Women who lost their children to such assaults testified before Congress on the need to pass this law.
But abortion advocates dismissed their pleas. Even though the bill explicitly exempted abortion, abortion advocates opposed it as yet another assault on Roe. Should women have the right to pursue legal recourse against those who assault them and kill their unborn children? Of course not--not if granting women this right might in anyway threaten Roe!
And on and on. Even the Supreme Court's recent "medical marijuana" decision has been seen as a threat to Roe. One law professor characterized that decision, in which the Supreme Court held that under current federal law there was no medical exception to use marijuana, as "especially chilling for abortion rights" and one that provides "a virtual road map for eviscerating Roe v. Wade."
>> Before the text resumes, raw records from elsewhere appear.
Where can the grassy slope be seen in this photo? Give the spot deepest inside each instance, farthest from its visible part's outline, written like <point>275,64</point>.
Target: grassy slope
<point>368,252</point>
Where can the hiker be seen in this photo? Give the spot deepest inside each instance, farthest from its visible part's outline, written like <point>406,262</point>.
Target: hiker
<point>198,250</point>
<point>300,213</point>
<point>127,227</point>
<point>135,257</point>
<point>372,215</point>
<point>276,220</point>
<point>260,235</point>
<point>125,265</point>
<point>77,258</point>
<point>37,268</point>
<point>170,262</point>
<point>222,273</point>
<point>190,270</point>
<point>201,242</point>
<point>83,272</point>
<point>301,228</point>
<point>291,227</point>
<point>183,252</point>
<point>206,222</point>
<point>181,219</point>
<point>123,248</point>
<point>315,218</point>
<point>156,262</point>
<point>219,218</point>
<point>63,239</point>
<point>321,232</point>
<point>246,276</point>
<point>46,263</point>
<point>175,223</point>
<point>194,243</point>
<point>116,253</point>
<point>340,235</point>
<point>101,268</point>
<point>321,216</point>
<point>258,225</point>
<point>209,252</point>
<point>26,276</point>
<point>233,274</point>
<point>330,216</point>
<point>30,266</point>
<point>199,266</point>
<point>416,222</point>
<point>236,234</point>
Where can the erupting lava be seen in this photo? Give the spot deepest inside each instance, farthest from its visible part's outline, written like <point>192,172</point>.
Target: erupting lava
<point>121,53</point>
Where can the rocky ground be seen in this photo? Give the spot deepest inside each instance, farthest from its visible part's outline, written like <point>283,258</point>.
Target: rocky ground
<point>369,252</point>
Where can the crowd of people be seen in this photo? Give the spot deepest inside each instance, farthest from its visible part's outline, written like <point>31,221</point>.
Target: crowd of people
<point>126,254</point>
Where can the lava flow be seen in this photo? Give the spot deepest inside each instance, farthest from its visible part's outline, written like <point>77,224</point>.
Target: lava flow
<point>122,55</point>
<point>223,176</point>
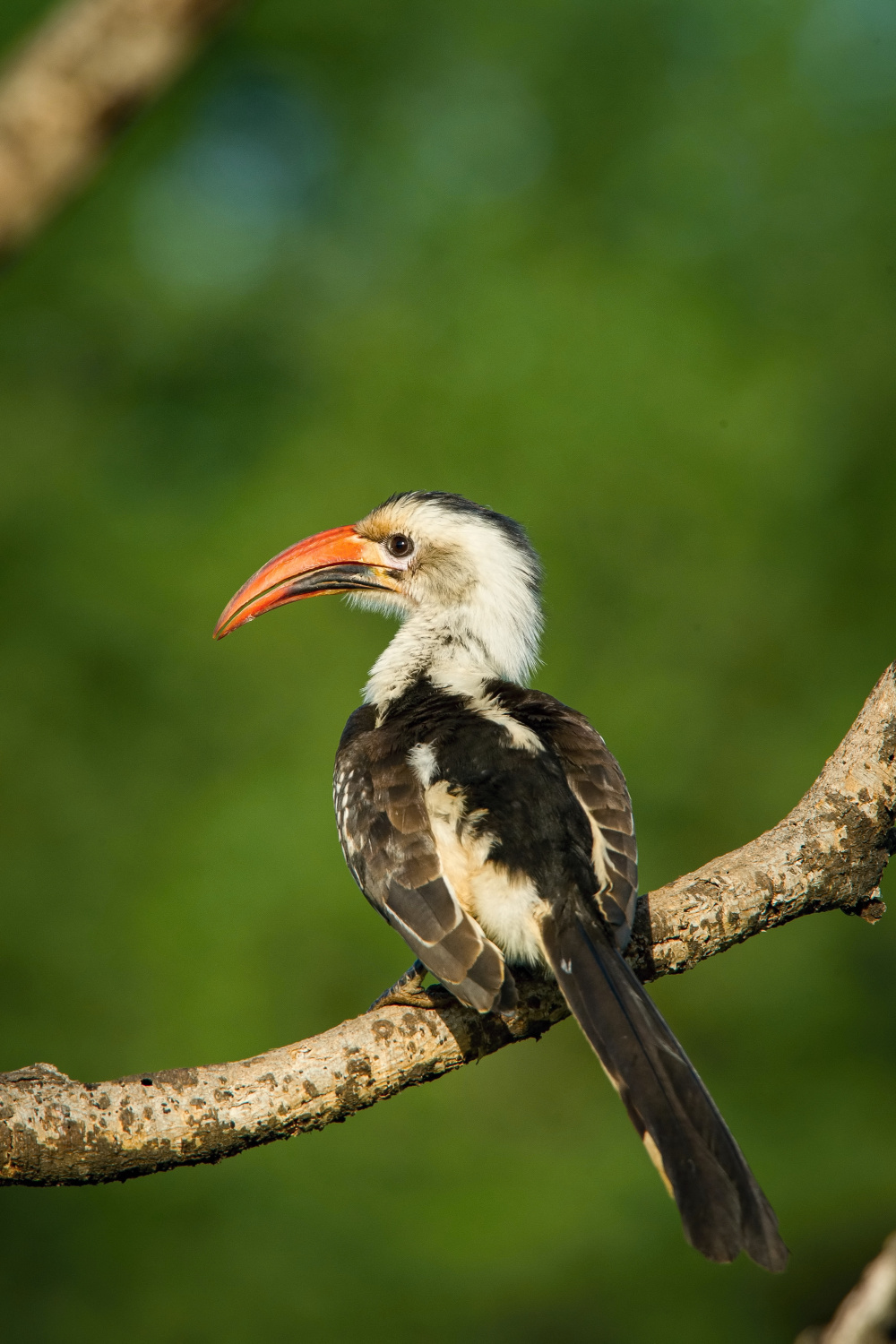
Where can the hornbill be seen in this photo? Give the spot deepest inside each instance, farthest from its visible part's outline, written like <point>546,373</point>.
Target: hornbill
<point>492,828</point>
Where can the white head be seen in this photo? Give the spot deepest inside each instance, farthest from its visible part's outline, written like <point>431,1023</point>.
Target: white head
<point>463,580</point>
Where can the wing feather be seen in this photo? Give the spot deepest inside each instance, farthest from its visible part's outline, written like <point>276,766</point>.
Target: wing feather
<point>392,855</point>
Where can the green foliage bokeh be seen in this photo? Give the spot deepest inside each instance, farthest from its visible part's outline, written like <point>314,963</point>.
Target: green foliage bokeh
<point>624,271</point>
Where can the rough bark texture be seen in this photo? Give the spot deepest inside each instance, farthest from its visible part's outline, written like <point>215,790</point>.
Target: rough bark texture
<point>86,72</point>
<point>829,852</point>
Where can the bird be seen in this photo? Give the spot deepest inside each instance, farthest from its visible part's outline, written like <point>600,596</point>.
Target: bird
<point>490,825</point>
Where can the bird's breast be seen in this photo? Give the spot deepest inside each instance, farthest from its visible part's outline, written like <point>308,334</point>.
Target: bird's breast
<point>506,906</point>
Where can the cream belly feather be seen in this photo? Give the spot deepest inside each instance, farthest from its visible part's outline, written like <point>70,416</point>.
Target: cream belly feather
<point>506,908</point>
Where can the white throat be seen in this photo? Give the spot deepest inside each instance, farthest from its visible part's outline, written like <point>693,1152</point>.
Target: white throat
<point>458,648</point>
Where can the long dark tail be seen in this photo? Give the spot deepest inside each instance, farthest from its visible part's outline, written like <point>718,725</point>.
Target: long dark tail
<point>723,1210</point>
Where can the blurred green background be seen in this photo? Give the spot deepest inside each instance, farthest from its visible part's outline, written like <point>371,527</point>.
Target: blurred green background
<point>624,269</point>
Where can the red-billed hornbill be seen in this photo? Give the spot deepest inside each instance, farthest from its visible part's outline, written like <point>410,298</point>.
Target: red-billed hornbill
<point>492,827</point>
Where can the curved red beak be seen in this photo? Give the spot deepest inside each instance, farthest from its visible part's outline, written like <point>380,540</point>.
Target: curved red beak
<point>331,562</point>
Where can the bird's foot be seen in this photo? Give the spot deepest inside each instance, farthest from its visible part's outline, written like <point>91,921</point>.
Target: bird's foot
<point>408,991</point>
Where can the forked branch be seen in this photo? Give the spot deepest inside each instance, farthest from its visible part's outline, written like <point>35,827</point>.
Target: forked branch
<point>829,852</point>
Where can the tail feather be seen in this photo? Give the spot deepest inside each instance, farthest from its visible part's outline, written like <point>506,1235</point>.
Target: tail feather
<point>723,1210</point>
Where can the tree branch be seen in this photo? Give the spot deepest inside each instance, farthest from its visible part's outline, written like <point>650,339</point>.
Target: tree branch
<point>829,852</point>
<point>868,1314</point>
<point>88,70</point>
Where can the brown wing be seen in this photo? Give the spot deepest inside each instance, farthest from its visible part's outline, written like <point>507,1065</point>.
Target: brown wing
<point>392,852</point>
<point>598,782</point>
<point>599,785</point>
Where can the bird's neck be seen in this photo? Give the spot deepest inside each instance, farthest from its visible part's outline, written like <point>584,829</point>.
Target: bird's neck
<point>458,650</point>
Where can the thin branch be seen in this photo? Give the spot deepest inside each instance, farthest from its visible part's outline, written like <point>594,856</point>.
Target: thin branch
<point>83,74</point>
<point>868,1314</point>
<point>829,852</point>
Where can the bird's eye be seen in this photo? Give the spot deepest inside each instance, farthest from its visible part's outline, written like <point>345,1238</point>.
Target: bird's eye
<point>400,545</point>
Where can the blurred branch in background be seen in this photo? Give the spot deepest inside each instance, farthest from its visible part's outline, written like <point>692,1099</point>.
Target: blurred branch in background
<point>88,70</point>
<point>868,1314</point>
<point>829,852</point>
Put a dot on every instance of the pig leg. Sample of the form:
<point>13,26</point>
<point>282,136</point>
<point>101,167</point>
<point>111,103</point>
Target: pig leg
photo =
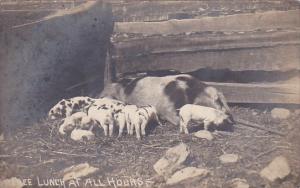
<point>138,131</point>
<point>111,129</point>
<point>143,127</point>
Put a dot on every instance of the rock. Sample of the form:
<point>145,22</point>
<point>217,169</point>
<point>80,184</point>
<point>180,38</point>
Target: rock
<point>11,183</point>
<point>78,171</point>
<point>79,135</point>
<point>204,134</point>
<point>280,113</point>
<point>277,169</point>
<point>186,173</point>
<point>238,183</point>
<point>172,160</point>
<point>229,158</point>
<point>297,112</point>
<point>254,113</point>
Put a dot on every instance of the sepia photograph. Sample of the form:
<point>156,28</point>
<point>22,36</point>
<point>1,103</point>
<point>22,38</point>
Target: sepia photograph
<point>150,94</point>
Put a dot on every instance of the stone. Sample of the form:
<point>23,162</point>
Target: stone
<point>186,173</point>
<point>78,171</point>
<point>172,160</point>
<point>280,113</point>
<point>277,169</point>
<point>229,158</point>
<point>204,134</point>
<point>80,135</point>
<point>239,183</point>
<point>11,183</point>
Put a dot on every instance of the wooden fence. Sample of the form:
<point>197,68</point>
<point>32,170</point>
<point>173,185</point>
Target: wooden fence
<point>147,37</point>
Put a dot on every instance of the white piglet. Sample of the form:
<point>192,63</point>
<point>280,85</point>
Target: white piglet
<point>207,115</point>
<point>104,117</point>
<point>70,122</point>
<point>138,118</point>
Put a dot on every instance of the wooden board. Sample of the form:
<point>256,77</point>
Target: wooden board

Never mind the convoluted reasoning that went into arriving at this conclusion. The point remains that Roe, for abortion advocates, has now become the legal alpha and omega for judging the worthiness of all public policy--even, apparently, our policy on controlled drugs!
Once upon a time, support for Roe v. Wade meant support for abortion. Of course, it still means that. But today it also means allowing certain forms of infanticide, limiting the rights of pregnant women who are victims of violent assault, and questioning whether some women should receive prenatal benefits.
So go ahead--try to enact policies to protect fully born infants, or provide prenatal care, or giving additional protection to pregnant women who are victims of assault, or even prevent marijuana abuse-- just make sure there is no conceivable way doing so will be a threat to Roe.